At the other end of the severity spectrum, oncology drugs will receive first human administration in late stage volunteer patients for whom other treatments have failed. Toxicity is usually anticipated, its risk being regarded as a necessary price to pay for the chance of benefit. Usually, the principal response of interest will be occurrence of toxicity, often graded on a four-point scale. A dose will be sought which is as large as possible while having an acceptable risk of toxicity. Sometimes, indications of benefit will also be available, although these may not be observed within the study duration. In the setting of oncology, each subject will normally receive only one study dose on one occasion.
Clinical pharmacologists seek a safe dose for future clinical trials. In phase I oncology studies, this is often interpreted as being the highest dose associated with no adverse outcomes, and is referred to as the ‘maximum tolerated dose’. However, the value of such a maximum tolerated dose depends in part on the sample size used in the trial, as the more subjects tested, the lower it is likely to be. In order to make progress with statistical formulation of the problem, it is necessary to move beyond the fiction of a perfectly safe dose, and to accept that the objective is to identify a dose which is ‘safe enough’. For statistical purposes a population characteristic must be sought, rather than a quantity calculated from the sample. Such a value might be the ‘toxic dose 20’ (TD20), which is the dose for which the probability of toxicity is 0.20. Often the maximum tolerated dose identified in conventional procedures has a population risk of around this magnitude.
Conventional procedures tend to have formal rules concerning escalation following adverse events. A standard approach used in oncology, known as the ‘3 + 3’ design, is described by Carter [3] and Carter et al. [4], and is reviewed by Edler [5]. It proceeds as follows: starting at the lowest dose, cohorts of size three are treated and assessed. If no toxicity is observed, then the next cohort is treated at the next higher dose. Escalation continues in this way until toxicity is seen within a cohort. If toxicity is seen in two or three patients in the cohort, then the trial is terminated. If only one patient experiences the toxicity, then the dose is repeated for the next cohort: no further toxicity leads to resumption of dose-escalation, otherwise the trial is terminated. The dose below the highest administered is then declared the maximum tolerated dose. In a healthy volunteer scheme, described by Patterson et al. [6], the trial starts with a cohort of four subjects, three treated at the lowest dose and one on placebo.

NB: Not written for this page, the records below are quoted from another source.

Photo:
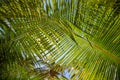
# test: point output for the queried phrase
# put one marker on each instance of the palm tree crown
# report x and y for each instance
(59, 39)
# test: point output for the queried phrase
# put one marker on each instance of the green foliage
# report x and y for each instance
(59, 39)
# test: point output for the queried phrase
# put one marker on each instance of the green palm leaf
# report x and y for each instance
(60, 39)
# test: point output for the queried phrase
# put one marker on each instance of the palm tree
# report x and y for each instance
(59, 40)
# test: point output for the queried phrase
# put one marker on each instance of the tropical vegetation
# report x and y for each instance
(59, 40)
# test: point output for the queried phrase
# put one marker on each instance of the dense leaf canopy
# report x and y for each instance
(59, 39)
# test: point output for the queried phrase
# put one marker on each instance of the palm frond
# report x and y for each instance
(71, 39)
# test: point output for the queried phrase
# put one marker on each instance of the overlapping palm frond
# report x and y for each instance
(60, 39)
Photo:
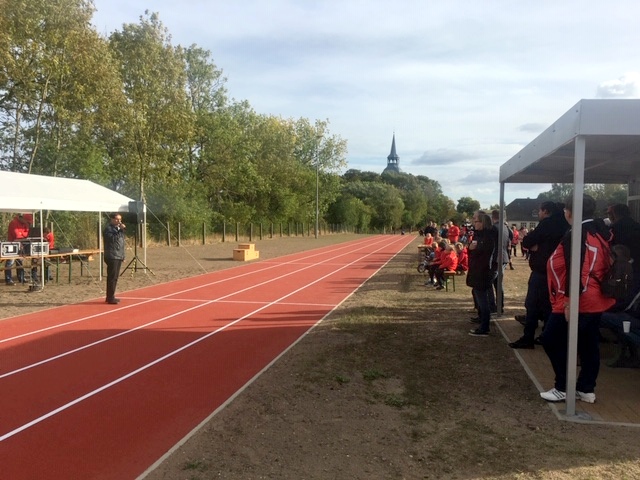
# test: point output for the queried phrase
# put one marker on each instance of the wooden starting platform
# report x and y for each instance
(245, 252)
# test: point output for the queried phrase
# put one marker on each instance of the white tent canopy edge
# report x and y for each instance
(23, 193)
(596, 141)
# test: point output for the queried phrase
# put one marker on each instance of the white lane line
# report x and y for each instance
(167, 317)
(108, 312)
(174, 352)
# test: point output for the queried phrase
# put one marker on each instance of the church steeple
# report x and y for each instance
(393, 159)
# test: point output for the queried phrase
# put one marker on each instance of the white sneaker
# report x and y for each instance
(586, 397)
(554, 395)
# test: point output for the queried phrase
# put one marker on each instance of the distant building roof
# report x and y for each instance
(393, 160)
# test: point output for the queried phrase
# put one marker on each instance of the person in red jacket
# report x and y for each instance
(594, 266)
(433, 266)
(18, 230)
(448, 263)
(453, 232)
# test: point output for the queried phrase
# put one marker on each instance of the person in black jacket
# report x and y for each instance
(540, 242)
(480, 274)
(113, 236)
(626, 231)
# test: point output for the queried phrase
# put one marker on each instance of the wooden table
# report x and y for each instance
(84, 256)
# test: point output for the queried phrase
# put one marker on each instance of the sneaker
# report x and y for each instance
(478, 333)
(521, 319)
(586, 397)
(554, 395)
(522, 343)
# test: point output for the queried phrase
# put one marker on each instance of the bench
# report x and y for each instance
(245, 252)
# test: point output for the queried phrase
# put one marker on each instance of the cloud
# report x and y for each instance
(627, 86)
(442, 156)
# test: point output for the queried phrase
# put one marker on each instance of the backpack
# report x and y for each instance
(617, 282)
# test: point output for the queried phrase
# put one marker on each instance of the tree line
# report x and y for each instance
(153, 120)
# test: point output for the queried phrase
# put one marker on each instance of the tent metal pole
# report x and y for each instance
(501, 259)
(100, 246)
(574, 287)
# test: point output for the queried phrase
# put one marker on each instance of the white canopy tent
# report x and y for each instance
(34, 193)
(22, 192)
(596, 141)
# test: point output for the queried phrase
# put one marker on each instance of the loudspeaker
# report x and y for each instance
(137, 207)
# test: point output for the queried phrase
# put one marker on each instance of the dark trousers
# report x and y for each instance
(554, 340)
(494, 292)
(537, 304)
(481, 297)
(113, 271)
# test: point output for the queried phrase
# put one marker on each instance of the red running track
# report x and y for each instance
(95, 391)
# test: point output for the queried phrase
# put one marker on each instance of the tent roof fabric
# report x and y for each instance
(22, 192)
(611, 129)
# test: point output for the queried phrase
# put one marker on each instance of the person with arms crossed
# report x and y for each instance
(113, 237)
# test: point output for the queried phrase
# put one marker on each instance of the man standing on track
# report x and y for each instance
(113, 236)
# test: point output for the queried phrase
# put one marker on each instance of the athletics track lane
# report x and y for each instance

The same cohort participates in three more treatment periods, each individual receiving placebo (blindly) on one occasion, and otherwise receiving the first three doses of the series in ascending order. The next cohort is dosed in the same pattern, starting with repetition of the third dose. The scheme is illustrated in Figure 1, and is followed until excessive plasma concentrations are observed.
Figure 1.
A conventional dose-escalation scheme for healthy volunteer studies: arrangements for the first two cohorts.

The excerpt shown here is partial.